Across the restaurant industry, chains such as Chipotle, Starbucks and McDonald’s have been increasing hourly pay for employees of company-owned locations in a bid to attract new workers and retain their current ones,” NBC News reported. “Consumer demand has come roaring back for restaurant meals, but the workforce has been slower to return, pushing eateries to sweeten the deal.”
Did you catch that? Restaurants have had to bribe current and prospective workers with fatter paychecks to lure them off their backsides and back to work. That’s what happens when the federal government steps in with a sweet unemployment deal, incentivizing workers do a little less labor and a little more lounging.

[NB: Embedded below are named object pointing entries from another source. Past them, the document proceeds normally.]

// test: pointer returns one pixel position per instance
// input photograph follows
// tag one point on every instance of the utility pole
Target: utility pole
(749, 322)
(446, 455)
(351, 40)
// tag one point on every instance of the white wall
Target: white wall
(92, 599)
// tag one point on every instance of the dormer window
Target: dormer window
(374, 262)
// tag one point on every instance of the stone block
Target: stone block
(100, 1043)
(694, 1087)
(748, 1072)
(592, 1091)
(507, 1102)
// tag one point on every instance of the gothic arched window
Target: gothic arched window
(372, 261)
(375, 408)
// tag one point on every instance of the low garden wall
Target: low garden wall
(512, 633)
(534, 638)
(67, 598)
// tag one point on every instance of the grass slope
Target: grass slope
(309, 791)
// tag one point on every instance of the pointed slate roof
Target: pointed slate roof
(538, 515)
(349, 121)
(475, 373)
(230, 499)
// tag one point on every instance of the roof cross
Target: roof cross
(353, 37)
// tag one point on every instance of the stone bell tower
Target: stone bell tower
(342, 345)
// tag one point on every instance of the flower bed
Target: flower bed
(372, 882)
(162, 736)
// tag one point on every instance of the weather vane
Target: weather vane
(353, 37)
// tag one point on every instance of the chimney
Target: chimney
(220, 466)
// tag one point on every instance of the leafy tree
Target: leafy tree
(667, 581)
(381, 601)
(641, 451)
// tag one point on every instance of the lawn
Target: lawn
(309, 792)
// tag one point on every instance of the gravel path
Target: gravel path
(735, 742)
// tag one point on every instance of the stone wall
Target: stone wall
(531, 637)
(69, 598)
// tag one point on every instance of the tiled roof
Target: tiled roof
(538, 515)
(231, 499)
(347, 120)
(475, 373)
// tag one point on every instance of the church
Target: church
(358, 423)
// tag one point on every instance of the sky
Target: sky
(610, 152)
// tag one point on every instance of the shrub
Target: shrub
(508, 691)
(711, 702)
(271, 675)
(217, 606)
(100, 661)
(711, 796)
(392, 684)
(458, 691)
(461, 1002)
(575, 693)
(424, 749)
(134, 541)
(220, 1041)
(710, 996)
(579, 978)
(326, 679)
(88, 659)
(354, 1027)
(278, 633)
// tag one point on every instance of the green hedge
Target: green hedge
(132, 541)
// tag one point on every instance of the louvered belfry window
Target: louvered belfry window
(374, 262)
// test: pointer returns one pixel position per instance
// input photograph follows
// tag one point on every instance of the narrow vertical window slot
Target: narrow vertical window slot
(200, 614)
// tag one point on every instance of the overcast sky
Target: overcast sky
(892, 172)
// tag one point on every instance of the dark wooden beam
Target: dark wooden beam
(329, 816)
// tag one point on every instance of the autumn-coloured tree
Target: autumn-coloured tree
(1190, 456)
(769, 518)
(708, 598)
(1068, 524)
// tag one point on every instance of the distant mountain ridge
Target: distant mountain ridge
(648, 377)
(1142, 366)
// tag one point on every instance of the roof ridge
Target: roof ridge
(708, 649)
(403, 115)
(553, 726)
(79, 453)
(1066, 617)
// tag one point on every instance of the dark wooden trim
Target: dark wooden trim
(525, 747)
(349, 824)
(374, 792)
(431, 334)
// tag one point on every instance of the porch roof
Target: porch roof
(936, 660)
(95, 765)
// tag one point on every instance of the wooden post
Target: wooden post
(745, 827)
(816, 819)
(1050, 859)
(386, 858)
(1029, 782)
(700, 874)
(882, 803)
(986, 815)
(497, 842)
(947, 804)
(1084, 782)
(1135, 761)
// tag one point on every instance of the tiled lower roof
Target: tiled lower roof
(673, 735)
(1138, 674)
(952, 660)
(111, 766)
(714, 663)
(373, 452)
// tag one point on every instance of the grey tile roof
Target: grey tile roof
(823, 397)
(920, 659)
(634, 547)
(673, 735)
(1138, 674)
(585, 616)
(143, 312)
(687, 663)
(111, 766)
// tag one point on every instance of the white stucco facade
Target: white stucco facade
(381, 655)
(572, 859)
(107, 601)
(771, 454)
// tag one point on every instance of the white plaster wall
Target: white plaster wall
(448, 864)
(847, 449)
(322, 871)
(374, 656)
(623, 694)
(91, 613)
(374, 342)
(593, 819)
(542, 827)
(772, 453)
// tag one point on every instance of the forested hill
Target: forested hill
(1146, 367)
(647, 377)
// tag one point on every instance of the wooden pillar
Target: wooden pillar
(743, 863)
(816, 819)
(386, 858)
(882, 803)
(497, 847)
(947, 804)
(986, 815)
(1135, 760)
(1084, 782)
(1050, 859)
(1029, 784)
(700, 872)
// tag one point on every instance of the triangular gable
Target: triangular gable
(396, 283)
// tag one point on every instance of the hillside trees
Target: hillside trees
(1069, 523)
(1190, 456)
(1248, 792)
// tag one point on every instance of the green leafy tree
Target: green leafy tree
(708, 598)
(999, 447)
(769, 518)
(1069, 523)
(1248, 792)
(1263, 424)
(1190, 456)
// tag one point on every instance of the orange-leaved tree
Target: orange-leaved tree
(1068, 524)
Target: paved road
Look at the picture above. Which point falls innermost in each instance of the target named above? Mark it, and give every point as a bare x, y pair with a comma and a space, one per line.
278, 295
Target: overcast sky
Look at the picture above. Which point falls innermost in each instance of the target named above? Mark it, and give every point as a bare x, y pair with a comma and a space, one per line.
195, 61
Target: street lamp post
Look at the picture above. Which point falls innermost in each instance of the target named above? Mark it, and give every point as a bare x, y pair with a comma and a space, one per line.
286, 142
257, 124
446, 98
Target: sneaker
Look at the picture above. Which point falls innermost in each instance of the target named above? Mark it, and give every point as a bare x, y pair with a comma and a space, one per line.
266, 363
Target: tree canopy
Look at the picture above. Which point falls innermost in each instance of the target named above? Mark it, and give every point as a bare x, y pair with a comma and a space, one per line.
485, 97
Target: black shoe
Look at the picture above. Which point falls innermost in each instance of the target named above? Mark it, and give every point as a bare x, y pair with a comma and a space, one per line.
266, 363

Under the CARES Act, the original coronavirus spending bill, the federal government handed out an extra $600 per week — with no eligibility requirements, meaning even millionaires could collect it — to unemployed people. According to a report from the Heritage Foundation, the average full-time American worker earning $48,000 a year would take home 15 percent more from unemployment under the CARES Act than remaining in his full-time job.
Someone actually was so shameless as to put their name on a piece complaining that the cost of their burrito had risen by 30 cents. Republicans are truly The Party of Ideas. In conclusion,
When the federal government pays restaurant workers to stay home, home is where many of them will stay. And when Chipotle needs to compensate for it by dangling a $15-an-hour wage in front of the low-skill teens who work there, the franchise will stuff that extra cost right into your burrito.
Chipotle broke my heart a little today, but big government is breaking my budget.
Maybe The Federalist should pay a living wage. Or maybe it is actually run by secret leftists, seeking to run the worst articles possible to discredit the entire fascist movement.